Галя – машинистка, бухгалтер да еще и секретарша. Сошнин осмотрелся: в коридоре больше никого не было, гений, стало быть, он.
– Эй! Где ты тут? – ногой приоткрыв дверь, высунула Галя коротко стриженную голову в коридор. – Иди. Зовут.
Сошнин передернул плечами, поправил на шее новый атласный галстук, пригладил набок ладонью волосы.
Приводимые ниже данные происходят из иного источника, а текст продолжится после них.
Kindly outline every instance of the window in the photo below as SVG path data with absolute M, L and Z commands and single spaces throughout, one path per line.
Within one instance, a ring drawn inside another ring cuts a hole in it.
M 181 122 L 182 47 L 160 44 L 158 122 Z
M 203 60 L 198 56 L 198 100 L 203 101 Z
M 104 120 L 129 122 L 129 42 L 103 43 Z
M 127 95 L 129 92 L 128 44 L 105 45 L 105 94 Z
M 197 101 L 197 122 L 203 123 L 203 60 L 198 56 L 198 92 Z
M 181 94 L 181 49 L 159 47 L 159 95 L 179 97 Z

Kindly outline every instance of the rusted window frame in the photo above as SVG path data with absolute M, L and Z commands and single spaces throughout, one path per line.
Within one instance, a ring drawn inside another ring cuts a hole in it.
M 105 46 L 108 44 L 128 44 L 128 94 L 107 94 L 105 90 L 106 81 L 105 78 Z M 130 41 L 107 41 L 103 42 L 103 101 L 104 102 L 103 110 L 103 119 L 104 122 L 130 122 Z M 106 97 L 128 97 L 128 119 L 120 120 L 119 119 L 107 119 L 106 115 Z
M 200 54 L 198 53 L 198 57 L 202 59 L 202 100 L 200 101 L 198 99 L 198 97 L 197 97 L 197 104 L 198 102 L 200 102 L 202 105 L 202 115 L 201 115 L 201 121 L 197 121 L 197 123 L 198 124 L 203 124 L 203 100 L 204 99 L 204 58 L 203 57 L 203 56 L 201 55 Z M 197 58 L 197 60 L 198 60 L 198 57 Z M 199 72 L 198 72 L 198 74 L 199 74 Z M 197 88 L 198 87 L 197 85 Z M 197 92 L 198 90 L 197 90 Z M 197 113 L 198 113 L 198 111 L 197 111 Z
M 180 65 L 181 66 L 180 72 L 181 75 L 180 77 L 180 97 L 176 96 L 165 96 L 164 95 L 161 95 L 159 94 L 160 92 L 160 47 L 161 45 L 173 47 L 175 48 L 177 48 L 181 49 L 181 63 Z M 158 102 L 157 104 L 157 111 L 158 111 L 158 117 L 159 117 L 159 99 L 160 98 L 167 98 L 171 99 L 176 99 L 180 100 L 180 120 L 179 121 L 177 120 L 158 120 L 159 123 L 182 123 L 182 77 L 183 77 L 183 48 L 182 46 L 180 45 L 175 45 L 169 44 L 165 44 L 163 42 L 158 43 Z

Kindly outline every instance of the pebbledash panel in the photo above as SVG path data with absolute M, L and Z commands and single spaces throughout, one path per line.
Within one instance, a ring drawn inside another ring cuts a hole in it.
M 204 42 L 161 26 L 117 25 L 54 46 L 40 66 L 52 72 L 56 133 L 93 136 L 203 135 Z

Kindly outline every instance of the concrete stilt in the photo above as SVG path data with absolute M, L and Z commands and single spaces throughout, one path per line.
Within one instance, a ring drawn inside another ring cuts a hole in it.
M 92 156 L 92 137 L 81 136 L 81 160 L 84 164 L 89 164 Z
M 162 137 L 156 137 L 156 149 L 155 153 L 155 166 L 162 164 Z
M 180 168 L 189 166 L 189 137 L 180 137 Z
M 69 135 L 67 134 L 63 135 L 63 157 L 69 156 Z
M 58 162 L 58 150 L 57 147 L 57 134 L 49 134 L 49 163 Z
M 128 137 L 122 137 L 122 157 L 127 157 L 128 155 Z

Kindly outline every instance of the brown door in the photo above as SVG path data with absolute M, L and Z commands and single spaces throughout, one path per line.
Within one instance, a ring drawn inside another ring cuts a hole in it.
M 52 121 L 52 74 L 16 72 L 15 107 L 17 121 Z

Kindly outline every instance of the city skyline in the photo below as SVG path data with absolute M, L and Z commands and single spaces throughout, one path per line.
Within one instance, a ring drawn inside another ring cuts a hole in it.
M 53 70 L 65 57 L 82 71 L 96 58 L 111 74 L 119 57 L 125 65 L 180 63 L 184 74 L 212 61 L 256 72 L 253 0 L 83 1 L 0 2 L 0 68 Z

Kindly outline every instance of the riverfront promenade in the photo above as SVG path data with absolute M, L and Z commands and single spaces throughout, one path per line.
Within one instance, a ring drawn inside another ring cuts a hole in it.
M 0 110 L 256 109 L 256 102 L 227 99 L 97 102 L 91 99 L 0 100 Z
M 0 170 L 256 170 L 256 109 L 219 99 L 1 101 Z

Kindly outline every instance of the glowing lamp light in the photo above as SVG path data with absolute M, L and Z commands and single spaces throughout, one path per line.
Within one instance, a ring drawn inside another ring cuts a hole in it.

В минуты волнения он всегда гладил себя по волосам – маленького его много и часто гладили соседки и тетя Лина, вот и приучился оглаживаться. «Спокойно! Спокойно!» – приказал себе Сошнин и, воспитанно кашлянув, спросил:
– Можно к вам? – Наметанным глазом бывшего оперативника он сразу все в кабинете Сыроквасовой охватил: старинная точеная этажерка в углу; надетая на точеную деревянную пику, горбато висела мокрая, всем в городе примелькавшаяся рыжая шуба. У шубы не было вешалки. За шубой на струганом, но некрашеном стеллаже расставлена литературная продукция объединенного издательства. На переднем плане красовались несколько совсем недурно оформленных рекламно-подарочных книг в ледериновых переплетах.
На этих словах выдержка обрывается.